Among a handful of stocks in the red, Xaar, which makes ink jets for printers, hit its lowest in over eight years, with an 8 per cent fall after a disappointing trading update.

In more bad news for the retail sector, HMV Retail said it would appoint administrators, putting 2,200 jobs at risk.


European shares clawed back some ground yesterday as a turbulent week drew to a close and investors licked their wounds after the region’s benchmark STOXX 600 sank to its lowest level since US president Donald Trump’s election.

Overall, analysts expect earnings from companies in Europe’s STOXX 600 to grow 8.4 per cent in 2019, the latest Refinitiv IBES estimates show. That’s more than the 7.6 per cent earnings growth expected for the S&P 500.


Global investors gravitated toward safe-haven assets as worries about the world economy persisted, cutting short a two-day rebound in Wall Street stocks. US indexes seesawed, making it difficult to end one of the most brutal December selloffs in memory on a high note.

“Markets will likely remain treacherous in the new year,” Marc Chandler, chief market strategist at Bannockburn Global Forex LLC, told clients.

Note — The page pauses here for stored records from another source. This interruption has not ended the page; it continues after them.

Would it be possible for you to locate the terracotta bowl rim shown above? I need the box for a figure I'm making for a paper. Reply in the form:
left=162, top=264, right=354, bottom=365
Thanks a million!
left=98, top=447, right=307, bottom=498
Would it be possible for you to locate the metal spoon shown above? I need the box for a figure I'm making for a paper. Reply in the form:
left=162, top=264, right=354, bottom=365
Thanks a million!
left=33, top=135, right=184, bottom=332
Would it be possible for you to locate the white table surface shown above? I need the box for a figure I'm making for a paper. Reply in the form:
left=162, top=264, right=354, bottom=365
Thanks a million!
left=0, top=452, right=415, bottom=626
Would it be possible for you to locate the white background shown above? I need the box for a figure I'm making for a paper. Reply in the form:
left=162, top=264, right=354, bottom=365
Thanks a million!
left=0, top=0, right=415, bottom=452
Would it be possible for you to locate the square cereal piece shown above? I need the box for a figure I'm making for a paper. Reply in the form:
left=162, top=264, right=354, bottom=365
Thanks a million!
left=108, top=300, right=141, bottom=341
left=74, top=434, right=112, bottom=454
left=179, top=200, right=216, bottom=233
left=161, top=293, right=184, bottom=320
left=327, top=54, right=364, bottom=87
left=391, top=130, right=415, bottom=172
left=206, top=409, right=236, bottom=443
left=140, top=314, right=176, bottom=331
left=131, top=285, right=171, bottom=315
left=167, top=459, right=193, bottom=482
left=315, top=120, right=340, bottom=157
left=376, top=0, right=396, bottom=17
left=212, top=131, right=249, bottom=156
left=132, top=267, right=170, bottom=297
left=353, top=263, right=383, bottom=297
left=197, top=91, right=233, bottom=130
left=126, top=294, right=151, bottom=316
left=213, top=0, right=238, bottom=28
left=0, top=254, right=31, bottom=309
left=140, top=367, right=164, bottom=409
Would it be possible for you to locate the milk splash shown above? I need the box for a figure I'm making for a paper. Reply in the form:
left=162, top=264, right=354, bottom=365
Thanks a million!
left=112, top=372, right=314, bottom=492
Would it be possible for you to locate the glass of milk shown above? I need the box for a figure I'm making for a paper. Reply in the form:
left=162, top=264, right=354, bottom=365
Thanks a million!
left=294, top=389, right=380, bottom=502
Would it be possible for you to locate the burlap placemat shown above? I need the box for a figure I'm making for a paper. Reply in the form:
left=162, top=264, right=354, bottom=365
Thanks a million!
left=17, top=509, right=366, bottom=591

After some strong gains in the afternoon, the Dow ended down 76.42 points, or 0.33 per cent, to 23,062.4, the S&P 500 lost 3.09 points, or 0.12 per cent, to 2,485.74 and the Nasdaq added 5.03 points, or 0.08 per cent, to end at 6,584.52.

Markets swung wildly in a week shortened by the Christmas holiday, starting with Wall Street’s worst-ever Christmas Eve drop, pushing the S&P 500 to within a whisker of bear market territory. But efforts at a late rally failed to salve investors after a year that brought gains for very few categories of financial assets.